Sulfureuse et ambiguë demeure la volonté de Paul Biya à livrer aux bailleurs de fonds internationaux ainsi qu’au peuple assoiffé de justice, les gangsters en col blanc. De hauts cadres au parcours académique élogieux se présentent aujourd’hui comme d’ignominieuses crapules. Jouant à fond la carte d’un ponce pilatisme paroxysmique, le président monarque n’hésite pas à livrer en spectacle ses’’ fraters’’ des cercles ésotériques et traditionnels francs-maçons, rosicruciens, Eramo, Eboka…
Toutefois demeure imperméable et intouchable un noyau tapi dans l’ombre, qui au fil du temps s’est solidement enraciné. A la tête de ce noyau se trouve Paul Barthélemy Biya, aujourd’hui couvert d’immunité constitutionnelle, dont le montant des détournements à la SNH et des pots de vin reçus étonne tout observateur par sa démesure.
De nombreux observateurs sont unanimes. C’est sous le règne de Paul Barthélemy Biya que l’Etat camerounais a subi un pillage systématique. Les trous creusés dans les caisses publiques sont si énormes que les détournements se chiffrent par millier de milliards de nos Francs.
L’an dernier, le Contrôle Supérieur de l’Etat, service dépendant de la présidence de la République (et du président bien sûr) a cru bon de rendre public un rapport sur les détournements de fonds effectués entre 1998 et 2004. Quoique que l’on ne saurait rester naïf sur les critères qui ont porté sur le choix de cette période, le montant des distractions révélé portait sur près de 2000 milliards FCfa.
Pour le témoin averti de la situation du Cameroun, ce chiffre est insignifiant au vu des différentes activités auxquelles se sont adonnés les libertins de la gestion scandaleuse.
Qu’est-ce qui a bien pu se passer pour que le pays se transforme en une espèce de vache à lait pour les auteurs des malversations financières ? Les fossoyeurs de l’économie camerounaise actuellement mis aux arrêts par celui-là même qu’ils ont ‘’fidèlement’’ servi et entretenu de diverses façons ont, semble-t-il, suivi les pas de leur guide.

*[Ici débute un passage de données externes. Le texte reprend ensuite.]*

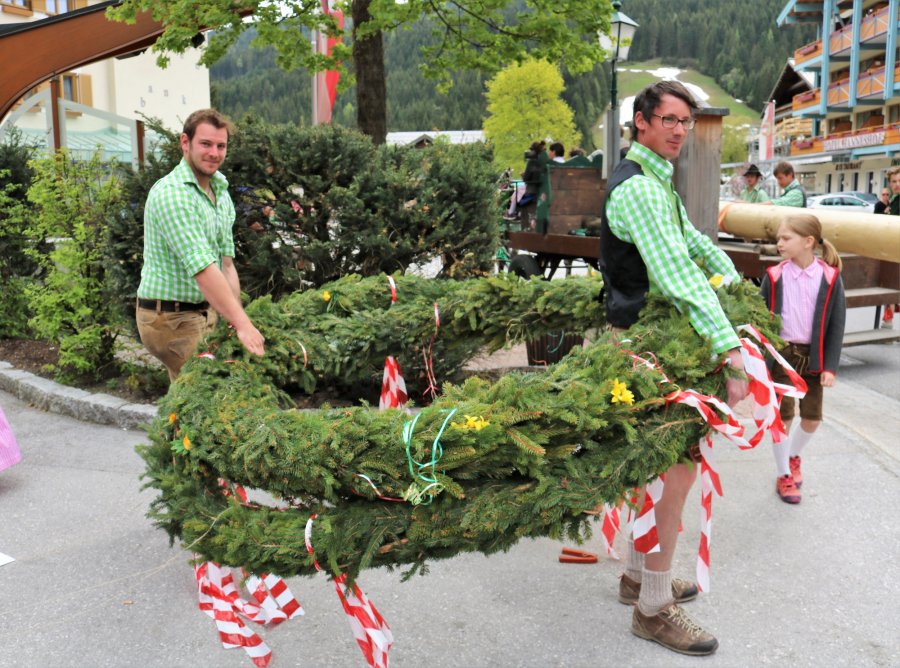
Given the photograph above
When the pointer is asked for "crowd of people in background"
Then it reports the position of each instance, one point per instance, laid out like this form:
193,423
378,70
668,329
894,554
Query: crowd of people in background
794,195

Quinze mois après l’accession au pouvoir en novembre 1982 de Paul Biya, le constat semblait être évident. Les couches sociales ne le percevaient pas encore. Seuls quelques cadres avaient compris le jeu de dominos auquel se livrait le sommet de l’Etat.
L’avertissement mal compris des putschistes du 6 avril 1984
Les putschistes du 6 avril 1984 l’avaient pourtant clairement énoncé en justifiant leur prise de pouvoir par un coup d’Etat qu’ils croyaient avoir réussi : « Le gouvernement et ses agents propulsés à la tête des rouages de l’Etat, agissaient avec pour seule devise non de servir la nation, mais de se servir ». On pouvait également lire dans ce message adressé à la nation que « l’armée nationale vient de libérer le peuple camerounais de la bande à Biya, de leur tyrannie, de leur escroquerie, et de leur rapine incalculable. »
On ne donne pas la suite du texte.